In [1]:
# https://www.kaggle.com/matleonard/text-classification

import pandas as pd

# Loading the spam data
# ham is the label for non-spam messages
spam = pd.read_csv('spam.csv')
spam.head(10)

Unnamed: 0,label,text
0,ham,"Go until jurong point, crazy.. Available only ..."
1,ham,Ok lar... Joking wif u oni...
2,spam,Free entry in 2 a wkly comp to win FA Cup fina...
3,ham,U dun say so early hor... U c already then say...
4,ham,"Nah I don't think he goes to usf, he lives aro..."
5,spam,FreeMsg Hey there darling it's been 3 week's n...
6,ham,Even my brother is not like to speak with me. ...
7,ham,As per your request 'Melle Melle (Oru Minnamin...
8,spam,WINNER!! As a valued network customer you have...
9,spam,Had your mobile 11 months or more? U R entitle...


In [2]:
#step 1: convert the text into numeric forms: machine learning models don't learn from raw text data
import spacy

# Create an empty model
nlp = spacy.blank("en")

# TextCategorizer is a spacy pipe. pipes are classes for processing and transforming tokens. 
# Create the TextCategorizer with exclusive classes and "bow" architecture
textcat = nlp.create_pipe(
              "textcat",
              config={
                "exclusive_classes": True, #Since the classes are either ham or spam, we set "exclusive_classes" to True.
                "architecture": "bow"})

# Add the TextCategorizer to the empty model
nlp.add_pipe(textcat) #

In [3]:
# Add labels to text classifier
textcat.add_label("ham")
textcat.add_label("spam")

1

In [10]:
# convert the labels in the data to the form TextCategorizer requires. 
# For each document, we'll create a dictionary of boolean values for each class
# For example, if a text is "ham", we need a dictionary {'ham': True, 'spam': False}. 
# The model is looking for these labels inside another dictionary with the key 'cats'.
train_texts = spam['text'].values
train_labels = [{'cats': {'ham': label == 'ham',
                          'spam': label == 'spam'}} 
                for label in spam['label']]
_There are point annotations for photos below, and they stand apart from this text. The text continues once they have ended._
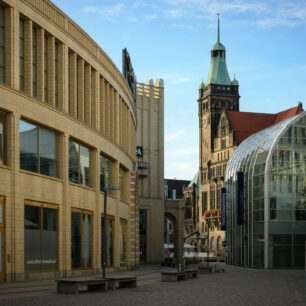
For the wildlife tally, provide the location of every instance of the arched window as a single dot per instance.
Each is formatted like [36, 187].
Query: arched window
[212, 244]
[219, 243]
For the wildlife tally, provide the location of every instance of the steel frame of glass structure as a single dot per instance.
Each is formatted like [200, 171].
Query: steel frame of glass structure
[272, 232]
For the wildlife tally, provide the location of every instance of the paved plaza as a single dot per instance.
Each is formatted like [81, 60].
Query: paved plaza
[236, 286]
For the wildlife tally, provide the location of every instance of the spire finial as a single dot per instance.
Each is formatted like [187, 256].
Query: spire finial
[218, 27]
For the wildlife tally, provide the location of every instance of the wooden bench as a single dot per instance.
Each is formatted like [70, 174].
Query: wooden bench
[192, 273]
[205, 270]
[173, 276]
[81, 284]
[118, 282]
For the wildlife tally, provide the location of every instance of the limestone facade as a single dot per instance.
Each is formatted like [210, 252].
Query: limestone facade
[58, 81]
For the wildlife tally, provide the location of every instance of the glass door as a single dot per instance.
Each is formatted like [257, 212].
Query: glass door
[2, 256]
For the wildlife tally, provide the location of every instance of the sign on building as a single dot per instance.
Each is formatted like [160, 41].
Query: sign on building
[142, 165]
[139, 151]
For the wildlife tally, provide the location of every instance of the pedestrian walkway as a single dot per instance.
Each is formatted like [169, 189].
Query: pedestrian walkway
[236, 286]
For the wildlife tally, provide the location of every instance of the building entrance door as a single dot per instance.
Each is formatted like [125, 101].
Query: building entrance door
[2, 240]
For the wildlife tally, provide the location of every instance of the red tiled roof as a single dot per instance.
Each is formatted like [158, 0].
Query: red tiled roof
[245, 124]
[287, 114]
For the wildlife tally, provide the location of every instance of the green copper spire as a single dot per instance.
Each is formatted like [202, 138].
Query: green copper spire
[218, 73]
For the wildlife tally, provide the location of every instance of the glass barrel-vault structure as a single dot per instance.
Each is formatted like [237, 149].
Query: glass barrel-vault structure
[265, 184]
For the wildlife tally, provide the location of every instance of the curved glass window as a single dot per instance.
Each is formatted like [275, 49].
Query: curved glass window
[273, 197]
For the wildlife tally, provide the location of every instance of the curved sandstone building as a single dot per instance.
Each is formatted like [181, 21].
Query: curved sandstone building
[67, 130]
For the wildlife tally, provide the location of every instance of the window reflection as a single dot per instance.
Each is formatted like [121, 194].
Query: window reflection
[40, 238]
[79, 164]
[81, 251]
[38, 149]
[105, 172]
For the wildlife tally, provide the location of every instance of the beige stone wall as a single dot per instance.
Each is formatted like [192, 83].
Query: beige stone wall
[90, 93]
[150, 135]
[216, 147]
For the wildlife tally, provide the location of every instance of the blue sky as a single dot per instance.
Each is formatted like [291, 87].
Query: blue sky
[171, 39]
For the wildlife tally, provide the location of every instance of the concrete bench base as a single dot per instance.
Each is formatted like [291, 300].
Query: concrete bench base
[173, 276]
[205, 270]
[76, 285]
[192, 273]
[117, 282]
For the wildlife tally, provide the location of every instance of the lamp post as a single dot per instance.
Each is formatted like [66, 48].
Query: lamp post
[105, 189]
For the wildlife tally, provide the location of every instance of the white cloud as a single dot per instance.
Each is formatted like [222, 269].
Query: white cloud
[174, 13]
[182, 80]
[151, 17]
[106, 12]
[268, 13]
[182, 152]
[184, 170]
[173, 136]
[115, 10]
[90, 9]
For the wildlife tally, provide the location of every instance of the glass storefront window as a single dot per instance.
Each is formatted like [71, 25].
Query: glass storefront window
[38, 149]
[122, 183]
[40, 238]
[105, 172]
[79, 164]
[81, 250]
[2, 139]
[109, 234]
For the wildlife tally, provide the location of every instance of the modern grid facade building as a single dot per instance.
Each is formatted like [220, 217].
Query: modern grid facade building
[265, 184]
[222, 128]
[67, 131]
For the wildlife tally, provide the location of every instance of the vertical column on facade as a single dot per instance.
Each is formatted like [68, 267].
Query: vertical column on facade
[131, 222]
[111, 112]
[117, 124]
[62, 77]
[116, 194]
[95, 105]
[80, 89]
[102, 105]
[28, 31]
[40, 63]
[87, 101]
[106, 109]
[160, 84]
[72, 85]
[65, 212]
[15, 50]
[96, 251]
[126, 128]
[51, 70]
[9, 46]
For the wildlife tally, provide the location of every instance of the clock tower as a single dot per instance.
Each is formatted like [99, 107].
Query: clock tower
[217, 96]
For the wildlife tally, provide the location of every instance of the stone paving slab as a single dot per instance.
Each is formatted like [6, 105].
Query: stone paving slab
[237, 286]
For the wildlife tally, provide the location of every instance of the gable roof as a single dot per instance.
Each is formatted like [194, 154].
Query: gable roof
[245, 124]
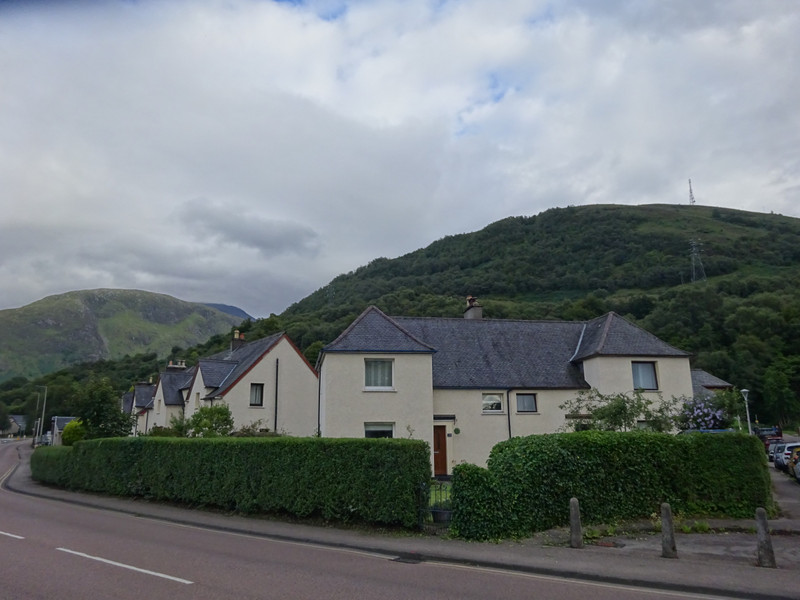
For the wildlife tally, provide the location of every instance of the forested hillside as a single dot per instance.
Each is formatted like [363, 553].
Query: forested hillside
[92, 325]
[741, 321]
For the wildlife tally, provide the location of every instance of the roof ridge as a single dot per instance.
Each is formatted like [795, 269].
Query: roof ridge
[606, 327]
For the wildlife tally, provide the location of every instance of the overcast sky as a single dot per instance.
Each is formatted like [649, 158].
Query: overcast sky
[246, 152]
#combine the texts and labels into a single list.
train_data = list(zip(train_texts, train_labels))
train_data[:3]

[('Go until jurong point, crazy.. Available only in bugis n great world la e buffet... Cine there got amore wat...',
  {'cats': {'ham': True, 'spam': False}}),
 ('Ok lar... Joking wif u oni...', {'cats': {'ham': True, 'spam': False}}),
 ("Free entry in 2 a wkly comp to win FA Cup final tkts 21st May 2005. Text FA to 87121 to receive entry question(std txt rate)T&C's apply 08452810075over18's",
  {'cats': {'ham': False, 'spam': True}})]

In [11]:
# train the model 
# a. create an optimizer using nlp.begin_training(). spaCy uses this optimizer to update the model. 
# b. In general it's more efficient to train models in small batches. spaCy provides the minibatch function that returns 
# a generator yielding minibatches for training. 
# c. Finally, the minibatches are split into texts and labels, then used with nlp.update to update the model's parameters.

# The model will typically need multiple epochs. 
# Use another loop for more epochs, and optionally re-shuffle the training data at the begining of each loop.

from spacy.util import minibatch
import random

random.seed(1)
spacy.util.fix_random_seed(1)
optimizer = nlp.begin_training()
 
losses = {}
for epoch in range(10):
    random.shuffle(train_data)
    # Create the batch generator with batch size = 8
    batches = minibatch(train_data, size=8)
    # Iterate through minibatches
    for batch in batches:
        # Each batch is a list of (text, label) but we need to
        # send separate lists for texts and labels to update().
        # This is a quick way to split a list of tuples into lists
        texts, labels = zip(*batch)
        nlp.update(texts, labels, sgd=optimizer, losses=losses)
    print(losses)

{'textcat': 1.3387270107850782}
{'textcat': 1.673847830779323}
{'textcat': 1.8624543476085123}
{'textcat': 1.9832555457411587}
{'textcat': 2.0643615561263076}
{'textcat': 2.116428931871388}
{'textcat': 2.1529458115884115}
{'textcat': 2.177424438015182}
{'textcat': 2.1961398774591525}
{'textcat': 2.210127401154137}


In [12]:
# once trained, we can make predictions with the predict() method. 
# The input text needs to be tokenized with nlp.tokenizer. 
# Then you pass the tokens to the predict method which returns scores. 
# The scores are the probability the input text belongs to the classes.

texts = ["Are you ready for the tea party????? It's gonna be wild",
         "URGENT Reply to this message for GUARANTEED FREE TEA" ]
docs = [nlp.tokenizer(text) for text in texts]
    
# Use textcat to get the scores for each doc
textcat = nlp.get_pipe('textcat')
scores, _ = textcat.predict(docs)

print(scores)

[[9.9993169e-01 6.8340050e-05]
 [1.8197354e-02 9.8180264e-01]]


In [13]:
# From the scores, find the label with the highest score/probability
predicted_labels = scores.argmax(axis=1)
print([textcat.labels[label] for label in predicted_labels])

['ham', 'spam']